Spain are unbeaten in their last 10 matches, winning seven of them, and arrive as the most technically complete side at this tournament. They won the World Cup in 2010 but have been eliminated in the group stage in 2014 and failed to progress beyond the last 16 in either 2018 or 2022. The hunger to reverse that recent World Cup record is a significant motivating force for this squad.
Cape Verde — The Blue Sharks
Bubista sets up in a 4-2-3-1, with the experienced Vozinha — one of the most decorated goalkeepers in Cape Verdean history — between the sticks. The back four of Cabral, Diney, Lopes and Moreira provides the defensive base, with the double pivot of Pina and Arcanjo tasked with the near-impossible job of disrupting Spain's midfield three. The attacking three of Cabral, Monteiro and Ryan Mendes support lone striker Dailon Livramento.
Mendes is the name to know. At 36, he is Cape Verde's all-time top scorer with 22 goals in 97 appearances — a veteran of multiple African Cup of Nations campaigns and a player with real quality and experience despite the gap in pedigree between the sides. Livramento, meanwhile, has seven goals in 22 caps and provides the primary attacking threat through the centre.

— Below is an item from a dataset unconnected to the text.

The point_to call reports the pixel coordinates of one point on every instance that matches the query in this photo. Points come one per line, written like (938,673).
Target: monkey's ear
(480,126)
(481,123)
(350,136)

Cape Verde's qualification story is one of the more remarkable of this tournament. They finished above Cameroon — a vastly more established footballing nation — in their CAF group, conceding just three goals across their entire qualifying campaign. Their defensive organisation is real, their team spirit is fierce, and they arrive having won three consecutive matches including those 3-0 victories over Serbia and Bermuda. This is a side that has earned its place here, and Bubista will organise them to make Spain's evening as uncomfortable as possible for as long as possible.
Predicted Lineups


Key Battle
Pedri vs the Cape Verde double pivot. Pedri is at his most dangerous when he finds the ball in tight spaces between the lines and plays give-and-goes that split defensive blocks open. Pina and Arcanjo will be disciplined and combative — but neither operates at anything close to the level of player they are being asked to contain. If Pedri, Rodri and Fabián Ruiz can circulate the ball quickly enough to drag Cape Verde out of shape, the spaces will open for Oyarzabal and the wide players to exploit. Cape Verde's best hope is that Spain are slow to find their rhythm in the opener — and historical precedent suggests that is not an entirely unreasonable hope.
Prediction
Spain will win this comfortably — the question is whether Yamal and Williams are introduced early enough to make it a rout or whether the rotated front three takes time to click. Cape Verde will defend deep and make this hard for the first twenty minutes, but Spain's quality in midfield is simply too good to be kept out for long. Once the first goal goes in, the floodgates are likely to open.
Expect a controlled, professional performance — and perhaps a cameo from Yamal that reminds everyone what is coming for the rest of the tournament.